Ezekiel said:
What role does sex have in a story about defeating lots of people and accomplishing tasks?
That's a rather narrow, leading question. You might as well have asked 'what role does sex have in a game of Pacman'.
Violence is gamey. It can move a game along even when there is no story.
Gaming is an incredible diverse medium, and violence clearly is not the be all and end all. That it usually is reflects poorly on us and of writers and designers.
Witcher 2 is clearly a very violent game, but I always admired the choices it gives Geralt and the player in what was built as the final major showdown.
I've not played Watch Dogs 2 (yet), but I also admire the apparently robust options for a more pacifist playstyle. Action and gameplay systems can be enjoyed without casual, consequence-free murder being a primary gameplay loop (I feel it would've been more brave had Ubisoft ditched firearms entirely from the story - make a disdain for murder part of his character and the gameplay the player takes control of).
I see it (very rarely) used effectively in cutscenes, but I think cutscenes are far too overused and would prefer more minimalist stories that rely on environmental storytelling, the way only games can.

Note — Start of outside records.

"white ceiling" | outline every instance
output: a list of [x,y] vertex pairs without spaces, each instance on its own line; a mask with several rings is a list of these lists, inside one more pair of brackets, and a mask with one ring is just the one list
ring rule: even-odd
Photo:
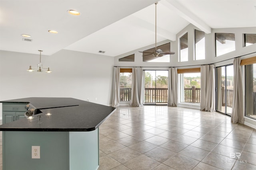
[[[116,56],[155,43],[156,0],[0,0],[0,50],[51,55],[62,49]],[[176,41],[190,23],[256,27],[256,0],[161,0],[158,42]],[[71,16],[68,10],[79,11]],[[56,34],[48,32],[57,31]],[[31,35],[32,42],[21,34]]]

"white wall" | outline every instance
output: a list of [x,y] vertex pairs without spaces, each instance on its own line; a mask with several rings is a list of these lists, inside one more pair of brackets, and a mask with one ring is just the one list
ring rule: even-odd
[[0,101],[68,97],[111,104],[113,57],[66,50],[50,56],[43,53],[42,63],[51,73],[26,71],[39,63],[39,53],[0,51]]
[[[154,44],[152,45],[142,48],[138,49],[126,54],[116,56],[114,59],[114,64],[116,66],[142,66],[146,67],[149,69],[159,70],[161,68],[167,69],[167,67],[178,66],[180,68],[198,67],[200,65],[215,63],[216,66],[219,66],[233,63],[234,57],[245,55],[242,57],[244,59],[256,56],[256,43],[243,47],[243,35],[244,33],[256,33],[256,27],[232,28],[212,29],[212,33],[205,35],[205,59],[194,60],[194,39],[195,29],[200,30],[192,24],[189,24],[181,30],[176,35],[176,41],[170,41],[166,40],[157,43],[157,45],[160,45],[165,43],[170,43],[170,51],[175,52],[175,54],[171,55],[170,63],[150,63],[143,62],[142,53],[139,51],[143,51],[154,47]],[[179,37],[186,32],[188,33],[188,61],[182,62],[178,62],[178,41]],[[215,57],[215,39],[216,33],[232,33],[235,34],[236,50],[227,54]],[[251,54],[248,54],[253,53]],[[135,54],[135,62],[119,62],[118,59],[130,55]],[[190,66],[196,65],[196,66]],[[195,108],[193,107],[191,108]],[[250,125],[253,127],[256,127],[256,121],[250,121],[250,125],[246,122],[246,119],[245,124]],[[253,123],[252,123],[253,122]],[[247,123],[247,124],[246,124]]]

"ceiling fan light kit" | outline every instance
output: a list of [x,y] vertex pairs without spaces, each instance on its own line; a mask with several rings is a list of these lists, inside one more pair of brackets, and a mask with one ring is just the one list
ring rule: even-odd
[[168,54],[174,54],[175,53],[174,52],[170,51],[163,51],[161,49],[156,49],[156,5],[158,4],[158,2],[156,2],[155,3],[156,5],[156,15],[155,15],[155,51],[153,52],[147,52],[143,51],[139,51],[140,53],[148,53],[146,55],[143,55],[142,56],[146,56],[148,55],[153,55],[155,57],[160,57],[164,55],[166,55]]
[[44,72],[44,71],[43,70],[43,69],[47,69],[47,70],[45,71],[46,72],[49,73],[52,72],[52,71],[50,70],[50,68],[48,67],[48,68],[44,68],[43,67],[43,64],[41,63],[41,52],[42,52],[43,51],[42,50],[38,50],[38,51],[40,52],[40,63],[39,63],[39,64],[37,64],[37,67],[33,67],[31,66],[29,66],[29,68],[27,70],[27,71],[29,71],[30,72],[32,72],[33,71],[34,71],[34,70],[33,69],[33,68],[38,68],[38,70],[37,71],[38,72]]

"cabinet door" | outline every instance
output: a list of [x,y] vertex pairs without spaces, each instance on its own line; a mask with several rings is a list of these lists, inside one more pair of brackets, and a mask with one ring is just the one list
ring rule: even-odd
[[16,112],[16,120],[25,118],[25,112]]
[[3,112],[3,124],[11,122],[16,119],[15,112]]

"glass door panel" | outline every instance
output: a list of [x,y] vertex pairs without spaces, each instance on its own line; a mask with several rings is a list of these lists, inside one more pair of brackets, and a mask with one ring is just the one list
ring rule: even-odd
[[233,65],[217,68],[217,111],[231,115],[234,89]]
[[144,76],[144,104],[167,104],[168,71],[146,70]]

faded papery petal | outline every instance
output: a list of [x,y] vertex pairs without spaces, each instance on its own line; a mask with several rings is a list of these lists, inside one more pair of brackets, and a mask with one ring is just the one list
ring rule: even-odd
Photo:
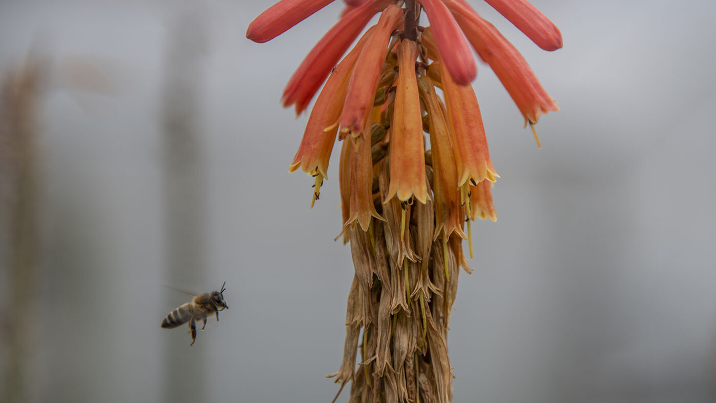
[[442,101],[435,93],[432,82],[427,77],[417,80],[420,96],[430,116],[430,150],[432,151],[432,193],[435,207],[434,239],[441,232],[445,237],[455,232],[465,238],[460,216],[458,168],[450,141],[448,122],[442,113]]
[[304,172],[309,175],[321,174],[324,178],[328,178],[328,163],[338,131],[338,125],[335,123],[343,109],[343,100],[346,98],[351,72],[373,29],[372,27],[368,29],[326,81],[311,110],[304,137],[301,139],[294,162],[289,167],[289,172],[293,172],[300,166]]
[[483,181],[470,186],[470,219],[489,218],[497,221],[497,212],[492,202],[492,182]]
[[418,0],[425,9],[442,62],[455,82],[469,84],[478,75],[473,52],[453,14],[441,0]]
[[333,1],[281,0],[248,24],[246,37],[258,43],[270,41]]
[[284,107],[295,104],[297,114],[306,109],[331,69],[370,19],[394,2],[395,0],[369,0],[347,13],[326,32],[284,89],[281,100]]
[[384,220],[373,205],[373,162],[369,138],[358,139],[358,149],[351,147],[350,216],[344,225],[356,221],[368,230],[370,217]]
[[358,133],[363,130],[373,107],[381,68],[388,53],[390,33],[402,25],[402,10],[390,5],[380,16],[378,24],[363,47],[357,68],[351,75],[348,93],[341,114],[341,131]]
[[[460,0],[462,1],[462,0]],[[526,0],[485,0],[532,42],[545,50],[562,47],[562,34],[554,24]],[[465,3],[464,1],[463,1]],[[466,3],[465,3],[466,4]]]
[[541,113],[559,110],[522,54],[497,30],[460,0],[445,0],[468,39],[490,65],[528,122],[536,123]]
[[[422,32],[423,44],[432,46],[432,32],[428,27]],[[442,53],[440,54],[442,57]],[[484,179],[495,181],[499,177],[488,151],[488,140],[480,113],[480,106],[471,85],[458,85],[450,78],[450,72],[440,60],[442,73],[442,91],[448,108],[453,148],[458,166],[458,186],[463,186],[468,180],[477,184]]]
[[395,110],[390,135],[390,186],[385,202],[395,196],[402,202],[415,196],[418,202],[425,203],[428,195],[422,115],[415,78],[417,44],[401,41],[397,57]]

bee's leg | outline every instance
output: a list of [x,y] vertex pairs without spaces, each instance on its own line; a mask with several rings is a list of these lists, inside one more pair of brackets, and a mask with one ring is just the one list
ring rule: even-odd
[[191,322],[189,322],[189,327],[191,328],[191,344],[189,346],[193,346],[196,341],[196,321],[193,318],[191,318]]

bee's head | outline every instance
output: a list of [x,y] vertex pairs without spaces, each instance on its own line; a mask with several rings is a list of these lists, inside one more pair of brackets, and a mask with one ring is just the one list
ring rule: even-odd
[[211,302],[218,308],[228,309],[228,305],[226,305],[226,301],[223,299],[223,292],[226,290],[226,289],[224,288],[224,285],[226,285],[226,281],[221,285],[221,291],[214,291],[211,293]]

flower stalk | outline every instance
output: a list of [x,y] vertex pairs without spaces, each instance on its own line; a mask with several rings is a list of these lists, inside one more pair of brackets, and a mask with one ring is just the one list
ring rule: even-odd
[[[528,3],[488,2],[543,48],[561,46],[558,29]],[[279,34],[324,3],[284,0],[269,9],[276,21],[262,14],[247,37],[261,42]],[[300,4],[305,8],[296,11]],[[289,167],[314,176],[311,207],[333,145],[337,138],[344,142],[341,234],[350,243],[354,277],[343,362],[329,376],[339,384],[339,394],[352,383],[352,402],[448,403],[450,313],[460,267],[472,272],[463,241],[472,259],[470,222],[497,219],[492,186],[499,176],[470,85],[477,72],[470,45],[531,128],[541,113],[558,108],[514,47],[463,0],[346,4],[282,100],[300,113],[328,77]],[[422,11],[430,27],[419,24]],[[334,68],[377,13],[377,24]]]

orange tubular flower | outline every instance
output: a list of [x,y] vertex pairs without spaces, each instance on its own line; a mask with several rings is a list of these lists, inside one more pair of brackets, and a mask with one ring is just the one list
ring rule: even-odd
[[386,44],[390,39],[390,33],[402,25],[402,15],[400,8],[388,6],[361,52],[360,61],[353,70],[348,93],[344,97],[340,119],[342,138],[344,136],[342,133],[353,132],[357,136],[363,130],[368,113],[373,107],[381,67],[389,50]]
[[[247,34],[270,39],[327,1],[284,0],[264,13],[275,21],[262,14]],[[355,275],[343,361],[329,376],[340,384],[339,394],[352,382],[349,402],[449,403],[450,312],[460,267],[472,271],[463,241],[472,259],[472,221],[497,219],[491,188],[498,175],[470,85],[476,70],[468,41],[531,125],[557,110],[556,103],[514,47],[465,0],[344,1],[340,21],[306,56],[283,98],[300,113],[328,77],[289,167],[315,176],[313,202],[337,132],[339,140],[351,133],[341,148],[343,226],[336,239],[350,242]],[[536,42],[561,45],[553,26],[551,39],[542,34],[549,31],[546,20],[531,6],[488,2]],[[289,5],[297,7],[295,16],[281,14]],[[423,9],[432,27],[419,24]]]
[[473,52],[453,14],[441,0],[418,0],[430,20],[437,49],[453,80],[470,84],[478,75]]
[[557,103],[540,85],[524,57],[496,28],[483,19],[462,0],[445,0],[458,24],[478,54],[490,67],[525,117],[525,125],[536,123],[549,110],[559,110]]
[[358,147],[350,147],[350,216],[344,225],[358,222],[364,232],[368,230],[370,217],[385,221],[373,205],[373,162],[370,141],[358,139]]
[[294,162],[289,167],[289,172],[301,167],[304,172],[309,175],[321,175],[321,179],[328,178],[328,163],[336,141],[336,132],[338,131],[336,122],[343,109],[343,100],[348,90],[350,74],[361,49],[373,30],[372,27],[366,32],[326,82],[311,111],[301,145],[294,157]]
[[526,0],[485,0],[545,50],[562,47],[562,34],[539,10]]
[[369,0],[344,16],[304,59],[284,89],[284,107],[296,105],[300,114],[321,87],[331,69],[345,53],[370,19],[395,0]]
[[[422,33],[422,39],[425,46],[435,46],[430,27]],[[450,72],[442,62],[442,54],[439,49],[438,53],[441,59],[442,90],[458,165],[458,186],[462,187],[468,180],[471,184],[485,179],[494,182],[495,177],[500,176],[495,171],[490,159],[488,140],[475,91],[472,86],[458,85],[451,79]]]
[[442,231],[445,239],[453,232],[462,238],[463,217],[460,212],[460,191],[458,190],[458,169],[455,153],[450,142],[448,122],[443,113],[445,107],[435,93],[432,82],[422,76],[417,79],[420,98],[430,117],[430,150],[432,151],[432,192],[435,209],[434,239]]
[[248,24],[246,37],[258,43],[270,41],[333,1],[281,0]]
[[385,201],[395,196],[405,202],[412,196],[427,200],[422,117],[415,77],[417,44],[401,41],[397,46],[398,80],[390,137],[390,186]]

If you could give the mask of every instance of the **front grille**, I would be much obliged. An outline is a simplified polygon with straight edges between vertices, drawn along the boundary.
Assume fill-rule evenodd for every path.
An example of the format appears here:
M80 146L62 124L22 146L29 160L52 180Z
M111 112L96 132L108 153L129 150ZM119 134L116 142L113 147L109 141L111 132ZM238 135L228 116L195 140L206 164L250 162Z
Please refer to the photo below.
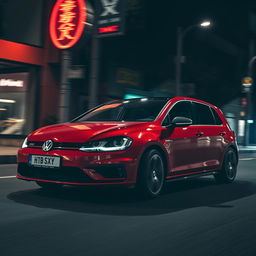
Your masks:
M95 168L98 171L101 168ZM20 163L18 165L18 173L25 178L32 179L42 179L50 181L60 181L60 182L74 182L74 183L104 183L104 182L118 182L123 181L125 174L120 176L119 169L113 169L115 174L110 172L110 169L107 169L106 166L104 169L101 169L100 174L106 178L106 180L93 180L80 168L76 167L61 167L61 168L43 168L43 167L33 167L28 164ZM117 176L116 171L118 170L119 174ZM104 172L104 173L103 173ZM109 172L109 173L108 173ZM123 170L124 172L124 170ZM115 180L107 179L115 178ZM120 178L120 180L118 180Z
M93 180L81 169L75 167L43 168L19 164L18 173L25 178L74 183L90 183Z
M93 169L105 179L124 179L126 172L123 165L107 164L107 165L91 165L87 169Z
M42 148L44 141L29 141L29 148ZM70 143L70 142L53 142L53 149L58 150L78 150L82 147L82 143Z

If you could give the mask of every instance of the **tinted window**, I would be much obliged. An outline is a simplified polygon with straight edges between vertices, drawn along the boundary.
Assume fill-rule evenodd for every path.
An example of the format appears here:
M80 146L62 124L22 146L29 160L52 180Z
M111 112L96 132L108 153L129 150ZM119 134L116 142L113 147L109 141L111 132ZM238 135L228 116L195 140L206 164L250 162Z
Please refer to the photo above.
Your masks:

Games don't need cutscenes and dialogue as much as the AAA publishers would have you believe.
That's fine for your own tastes, and I can certainly understand them; most major games are forever trapped within a thickheaded identity crisis, flip-flopping between passive and interactive - between simply sitting there watching filmic scenes and then actually 'playing' the thing. It's arguably a rather lazy form of design - relying on the ease and simplicity of passive sequences to flesh out what a dev's unable to do through mechanics, structure, other concepts, or environmental narrative, and so on.
But on t'other hand; gaming
is a unique mishmash of passive and interactive media. A film cannot ask for your input, neither can a book or sculpture. It's natural for gaming to take advantage of all that's available to it. That it's generally done lazily doesn't impact its essential merit (or potential).
Depending on the game, and what it's setting out to achieve, passive cutscenes are just fine.
For now, and this stage of the medium technologically? I think stuff like BioWare's 'sex' scenes get the job done; DA:I was a variously awful game [that I still ended up hugely enjoying when I sussed just how much of its vapid filler 'content' could be willfully ignored], but I felt the romance arcs were excellent (at least the one's I've seen so far). They represent progress in the right direction in terms of how relationships and sexuality's presented in a game's story (games very rarely even acknowledge that their cast members
have sexual orientations, preferences, opinions on sex, etc).
People pour scorn on some of BioWare's LI scenes, but frankly I'm more personally proud of the medium and its fans when people enthuse over empathetic emotional entanglements (which sex can be a part of) in a game as opposed to mindless violence and aggression, so, again, they are a step in a positive direction[footnote]...and no, to anyone who may get triggered by critique; empathetic emotional entanglements need not 'replace' mindless - typically masculinist - violence and aggression, but broader exploration of the spectrum is important for the medium's health.[/footnote].